Experimental investigation of an energy-efficient hybrid composite beam during the construction phase

Abstract

The replacement of old equipment in multi-residential apartment buildings with bearing-wall structural systems requires demolition and reconstruction. Several issues arise when performing such tasks, including the degradation of the urban environment, the wasting of resources, and the generation of construction waste. As a potential solution to these issues, a hybrid composite structural system for use in an apartment building was proposed. This system provides a level of architectural flexibility that is not offered by a conventional bearing-wall structure. The architectural flexibility extends the service life of apartment buildings by reducing the need for demolishing and reconstructing bearing-wall apartment buildings. In addition, the alternative system maximizes the efficiency of material use through the optimized relocation of structural steel, cast-in-place concrete, and precast concrete, thereby reducing material quantities and minimizing CO2 emissions.
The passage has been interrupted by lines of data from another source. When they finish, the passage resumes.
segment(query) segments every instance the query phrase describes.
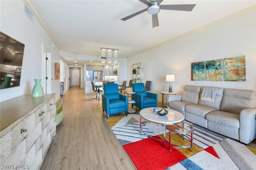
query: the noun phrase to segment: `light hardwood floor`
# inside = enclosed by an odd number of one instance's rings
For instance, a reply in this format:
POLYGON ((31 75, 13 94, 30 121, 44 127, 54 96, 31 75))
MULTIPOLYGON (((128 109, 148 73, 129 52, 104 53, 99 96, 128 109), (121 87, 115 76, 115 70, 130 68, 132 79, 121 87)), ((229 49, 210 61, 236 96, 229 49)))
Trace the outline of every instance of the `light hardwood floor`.
MULTIPOLYGON (((136 169, 104 120, 101 101, 92 101, 95 97, 72 86, 57 102, 62 103, 64 119, 40 170, 136 169)), ((256 139, 248 145, 256 148, 256 139)))
POLYGON ((64 118, 41 170, 136 169, 104 120, 101 101, 92 101, 95 97, 72 86, 57 102, 62 103, 64 118))

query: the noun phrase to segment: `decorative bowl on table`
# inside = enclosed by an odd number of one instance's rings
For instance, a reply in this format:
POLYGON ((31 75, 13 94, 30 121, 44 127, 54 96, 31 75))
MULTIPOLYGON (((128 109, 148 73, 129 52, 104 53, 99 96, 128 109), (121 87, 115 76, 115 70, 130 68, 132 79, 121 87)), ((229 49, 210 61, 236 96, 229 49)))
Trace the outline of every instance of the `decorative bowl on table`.
POLYGON ((160 116, 164 116, 168 114, 168 111, 164 108, 162 108, 160 110, 157 112, 157 113, 160 116))

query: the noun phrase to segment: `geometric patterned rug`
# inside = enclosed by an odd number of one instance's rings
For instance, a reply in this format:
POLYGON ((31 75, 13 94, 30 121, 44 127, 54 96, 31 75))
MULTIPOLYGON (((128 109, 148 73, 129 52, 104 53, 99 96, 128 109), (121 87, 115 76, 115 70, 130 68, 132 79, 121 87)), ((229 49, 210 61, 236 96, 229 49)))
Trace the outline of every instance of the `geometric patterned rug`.
MULTIPOLYGON (((109 119, 105 119, 122 146, 148 138, 140 132, 140 115, 138 113, 128 114, 127 117, 112 116, 109 119)), ((166 170, 256 170, 256 150, 196 125, 193 126, 194 152, 191 152, 190 148, 175 147, 187 158, 166 170)), ((163 138, 162 126, 150 123, 143 128, 147 134, 163 138)), ((173 139, 174 136, 172 135, 172 141, 175 143, 176 139, 173 139)))

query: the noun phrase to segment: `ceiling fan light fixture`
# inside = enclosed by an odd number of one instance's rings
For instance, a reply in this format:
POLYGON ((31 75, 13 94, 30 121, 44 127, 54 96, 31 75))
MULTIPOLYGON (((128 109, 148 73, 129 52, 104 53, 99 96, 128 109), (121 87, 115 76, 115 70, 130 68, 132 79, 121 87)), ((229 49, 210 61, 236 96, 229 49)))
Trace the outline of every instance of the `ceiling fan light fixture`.
POLYGON ((152 4, 148 7, 148 13, 150 15, 155 15, 160 11, 160 7, 158 4, 152 4))

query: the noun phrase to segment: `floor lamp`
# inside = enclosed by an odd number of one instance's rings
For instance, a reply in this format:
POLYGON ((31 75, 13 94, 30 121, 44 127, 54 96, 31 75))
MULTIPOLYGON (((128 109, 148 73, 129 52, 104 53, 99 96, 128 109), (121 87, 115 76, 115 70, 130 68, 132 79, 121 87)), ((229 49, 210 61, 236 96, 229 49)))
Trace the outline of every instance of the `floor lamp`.
POLYGON ((169 86, 169 93, 172 93, 172 81, 175 81, 175 77, 173 74, 169 74, 166 75, 165 79, 166 81, 170 81, 170 85, 169 86))

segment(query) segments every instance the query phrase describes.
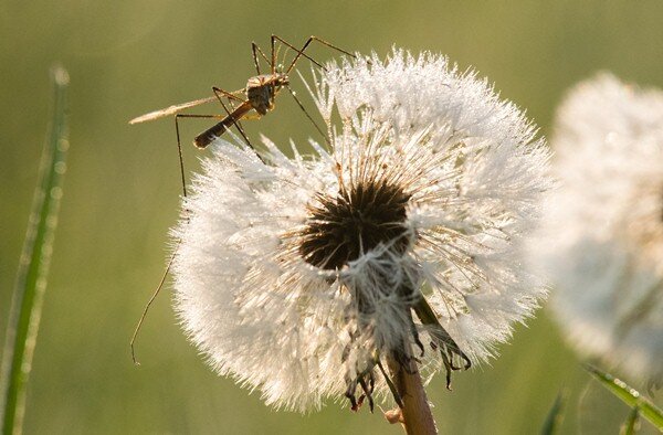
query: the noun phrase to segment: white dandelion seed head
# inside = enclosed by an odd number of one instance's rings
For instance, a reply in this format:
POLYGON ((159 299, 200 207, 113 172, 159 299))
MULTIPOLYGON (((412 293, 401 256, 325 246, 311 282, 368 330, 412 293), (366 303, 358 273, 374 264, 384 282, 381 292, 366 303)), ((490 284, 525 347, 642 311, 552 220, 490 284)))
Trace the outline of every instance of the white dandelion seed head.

When compared to a conventional bearing-wall apartment, the hybrid composite system consisting of structural steel, cast-in-place concrete, and precast concrete is expected to improve energy efficiency during construction. In this work, the results of analytical and experimental investigations of a hybrid composite beam to be used in multi-residential apartment buildings are presented. The beam was found to yield enhanced energy efficiency when compared to a conventional bearing-wall apartment. The developed analytical prediction method based on the strain compatibility theory was validated by experiment.